Thanks Dan for the Below Post too! I will be sure to bug you with more questions if BU works it's way to the top of my choices list! At this point, I am still to busy with scholarship and application paperwork to figure out this stuff. I am going to buckle down and make a final decision about where I am going to go once I see which colleges I get into (I am applying to a BUNCH), and I will be needing as much of this nitty gritty advice as I can find! 

Thanks again!

(sorry for the short posts, this convo is happening almost like a chatroom!)


----------



## Radman (Oct 19, 2004)

Too bad you can't get a full ried at Full Sail...


----------



## Peter (Oct 19, 2004)

I havent look tooo much into Full Sail and what they offer for scholarships. I am setup fairly well for scholarships, which is why I am just applying to all kinds of schools and worrying $$ and really deciding between them when I figure out where I have been accepted and what each place is giving me for financial Aid. (MA state schools are already offering me a full ride.... so there's always a fall back there!) 

I guess right now the reason I havent really looked into full sail too much is, it's in FL, and I realy dont want to go too far out of the Northeast (USA), and I think I want to get a degree in Computer Engineering or Science with a minor (or dual major, or sometheing like that, it depends on the school) in Business, or Management, or MAYBE teaching. 
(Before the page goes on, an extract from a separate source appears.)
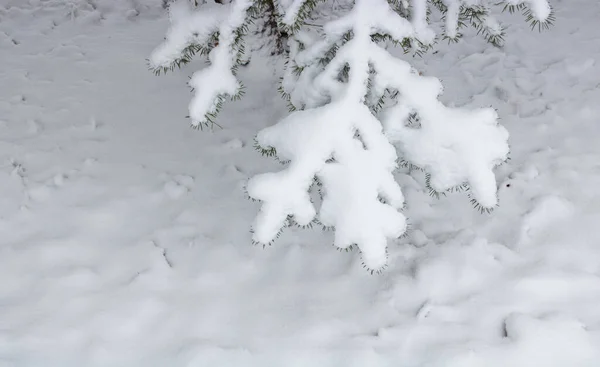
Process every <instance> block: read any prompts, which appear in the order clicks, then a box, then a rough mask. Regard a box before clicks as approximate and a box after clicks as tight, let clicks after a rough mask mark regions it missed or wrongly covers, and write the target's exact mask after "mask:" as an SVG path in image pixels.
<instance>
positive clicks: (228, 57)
mask: <svg viewBox="0 0 600 367" xmlns="http://www.w3.org/2000/svg"><path fill="white" fill-rule="evenodd" d="M331 2H332V4H331V5H332V6H333V0H331ZM328 3H329V1H328V0H233V1H232V2H231V3H229V4H225V5H223V4H202V5H200V6H198V7H197V8H193V7H192V6H190V3H189V0H179V1H177V2H175V3H173V4H172V5H171V6H170V8H169V9H170V10H169V14H170V19H171V23H172V25H171V28H170V29H169V32H168V34H167V38H166V40H165V42H164V43H163V44H162V45H161V46H159V47H158V48H157V49H156V50H155V51H154V52H153V54H152V56H151V58H150V60H149V64H150V68H151V69H152V70H154V71H155V72H156V73H163V72H166V71H170V70H173V69H174V68H176V67H181V66H182V65H185V64H187V63H189V61H190V60H191V58H192V57H193V56H194V55H196V54H201V55H207V56H208V59H209V61H210V65H209V66H208V67H206V68H205V69H202V70H200V71H198V72H196V73H194V75H193V76H192V78H191V80H190V86H191V87H192V88H193V91H194V97H193V99H192V101H191V103H190V118H191V120H192V125H193V126H195V127H202V126H211V125H212V124H215V118H216V115H217V113H218V112H219V111H220V109H221V108H222V105H223V103H224V102H225V100H226V99H228V98H229V99H235V98H239V97H240V96H241V95H242V93H243V86H242V85H241V83H240V82H239V81H238V80H237V78H236V72H237V68H238V66H239V65H241V64H243V56H244V54H245V51H246V50H245V43H244V40H245V38H246V36H247V34H248V31H249V27H250V25H251V24H252V23H253V22H254V21H257V20H258V21H259V23H260V22H262V26H261V27H263V30H264V29H265V28H264V27H267V28H268V30H264V31H262V32H258V34H260V35H262V36H263V38H264V42H265V43H267V42H273V38H274V39H275V41H276V42H274V43H273V44H274V45H275V48H274V51H275V52H273V54H281V53H283V54H285V57H286V59H287V61H286V67H285V70H284V73H283V76H282V79H281V80H282V82H281V85H280V87H279V91H280V92H281V94H282V96H283V98H284V99H286V100H287V101H288V103H289V105H290V111H291V113H290V115H289V116H287V117H286V118H284V119H283V120H281V121H279V122H278V123H277V124H276V125H274V126H271V127H268V128H266V129H263V130H262V131H260V132H259V133H258V135H257V137H256V144H255V146H256V148H257V149H258V150H259V151H260V152H262V154H263V155H265V156H272V157H275V158H276V159H278V160H279V161H280V162H281V163H282V164H283V165H284V168H283V169H282V170H281V171H279V172H273V173H265V174H260V175H257V176H255V177H253V178H252V179H250V180H249V182H248V185H247V187H246V189H247V194H248V196H249V197H250V198H252V199H254V200H258V201H260V202H261V205H262V206H261V209H260V212H259V214H258V216H257V219H256V222H255V224H254V226H253V230H252V234H253V241H254V242H255V243H257V244H262V245H270V244H271V243H272V242H273V241H274V240H275V239H276V238H277V237H279V235H280V234H281V231H282V229H283V228H284V227H286V226H288V225H291V224H294V225H297V226H300V227H303V228H304V227H310V226H311V225H312V224H313V223H317V224H319V225H320V226H322V227H324V228H331V229H334V231H335V241H334V244H335V246H337V247H338V248H340V249H349V248H351V247H357V248H358V249H359V250H360V253H361V256H362V258H363V262H364V265H365V267H367V268H368V269H369V270H371V271H372V272H373V271H375V272H378V271H380V270H381V269H384V268H385V266H386V261H387V242H388V241H389V240H390V239H394V238H398V237H401V236H402V235H403V234H404V233H405V232H406V228H407V224H406V223H407V221H406V218H405V217H404V215H403V214H402V213H401V212H400V210H401V209H402V207H403V205H404V197H403V194H402V191H401V189H400V187H399V186H398V184H397V182H396V181H395V180H394V176H393V172H394V170H395V169H397V168H398V166H399V165H400V166H405V167H410V168H414V169H420V170H423V171H425V172H426V186H427V189H428V190H429V191H430V193H431V194H432V195H433V196H436V197H437V196H439V195H440V194H444V193H445V192H454V191H461V192H462V191H464V192H466V193H467V195H468V196H469V198H470V200H471V202H472V203H473V206H474V207H475V208H477V209H478V210H480V211H482V212H489V211H491V210H492V209H493V208H494V207H495V206H496V205H497V196H496V190H497V188H496V181H495V175H494V173H493V169H494V167H495V166H496V165H498V164H500V163H502V162H503V161H505V160H506V159H507V156H508V152H509V146H508V132H507V131H506V130H505V129H504V128H503V127H502V126H500V125H499V124H498V122H497V115H496V112H495V110H493V109H491V108H488V109H476V110H467V109H463V108H451V107H448V106H445V105H444V104H442V103H441V102H440V101H439V100H438V97H439V95H440V94H441V92H442V86H441V84H440V82H439V81H438V80H437V79H435V78H433V77H424V76H422V75H420V74H419V73H418V72H416V71H415V70H414V69H413V68H412V67H411V65H410V64H409V63H408V62H406V61H403V60H401V59H398V58H395V57H394V56H392V55H391V54H390V53H388V51H387V50H386V49H385V46H386V44H388V43H389V44H393V45H396V46H399V47H401V48H402V49H403V50H404V51H405V52H414V53H415V54H420V53H421V52H423V51H425V50H427V49H428V48H430V47H431V45H432V44H433V43H434V42H436V40H437V39H438V38H439V37H440V36H438V35H436V34H435V32H434V31H433V28H432V27H431V24H430V22H431V16H430V15H431V12H432V11H438V12H440V13H441V15H442V19H443V21H444V23H445V26H444V29H445V31H444V34H443V35H441V37H442V38H445V39H448V40H449V41H451V42H452V41H454V42H457V41H458V40H459V39H460V37H461V33H460V30H461V29H462V28H464V27H469V26H470V27H474V28H475V29H476V30H477V33H478V34H480V35H482V36H483V37H484V38H485V39H486V40H487V41H488V42H490V43H491V44H493V45H495V46H501V45H502V42H503V40H504V38H503V37H504V33H503V29H504V28H503V27H502V26H501V25H500V24H499V23H498V21H496V20H495V18H494V16H493V15H494V14H495V12H498V11H504V10H507V11H510V12H516V11H519V12H521V13H523V15H524V16H525V18H526V21H528V22H530V24H531V25H532V27H534V28H538V29H543V28H546V27H547V26H548V25H549V24H551V23H552V21H553V20H554V16H553V13H552V9H551V7H550V5H549V4H548V3H547V2H546V0H526V1H518V0H505V1H502V2H500V3H498V2H494V3H492V2H487V1H486V0H480V1H472V0H412V1H410V2H409V1H405V0H355V1H348V2H346V3H345V4H342V5H344V6H342V7H341V8H340V9H342V11H340V12H335V11H333V12H331V13H330V16H327V17H316V16H314V14H315V13H317V10H319V9H322V7H326V6H327V5H328ZM340 3H342V2H341V1H339V0H336V1H335V5H336V6H339V5H340ZM338 13H339V14H338ZM309 22H310V23H309ZM284 42H285V43H284ZM284 45H285V47H284ZM398 153H400V157H399V156H398ZM315 183H318V185H317V189H318V192H319V196H320V201H319V202H318V203H314V202H313V200H312V198H311V194H310V192H311V190H312V189H313V188H314V187H315ZM315 204H320V207H319V208H318V209H317V208H316V207H315Z"/></svg>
Because of this, I have been Primarialy been looking at MIT (MA), Worcester Polytech (MA), and Rensilier Polytech (NY), Boston Univeristy (MA), Northeastern (MA) and a few others. If anyone has more info on these schools, I would love to hear it! Thanks for everyone's help so far!


----------



## disc2slick (Oct 19, 2004)

Peter,

I am of course, somewhat partial to my own school (BU), but of the ones you mentioned I am quite certain we have the best theatre program by far. MIT is obviously a good choice for comp. engineering though it won't get you anywhere in terms of business or teaching. I don't know much about Northeastern or either of the polytech schools you mentioned. hope it helps.

-dan


----------



## TechiesRule (Nov 22, 2004)

I am a sophmore in high school, and i am in Thespians, and i hope to attend a school for tech, so this is very helpful...
thanks


----------



## avkid (Nov 22, 2004)

as for computer degrees check out RIT at: http://www.rit.edu/


----------



## Kate (Jan 27, 2005)

I am currently a technical theatre student at Longwood University. I love it here. I'm only a freshman, but this year I have gotten more experience than I did through most of high school.
The one suggestion I can make is to go to a school without a graduate program. The reason i have gotten so many opportunities this year is because there are no graduate students. 
Although I sometimes wish I didn't have to take math/science/etc, I feel that those general education classes are very important. It's interesting sometimes to see how those general ed classes come in handy. Take, for example, last semester we do a show called "Proof." If you're not familar with the show, it's basically about math proofs. Now, during the production I had no idea what any of the math lines meant. This semester, however, I am in my general education math course. And in that course we are discussing elementary proofs. The show now makes more sense to me than it did when I was involved in the show. I can't tell you to take those general education courses, but I have found that they really do help. 
Good luck on your college hunt!


----------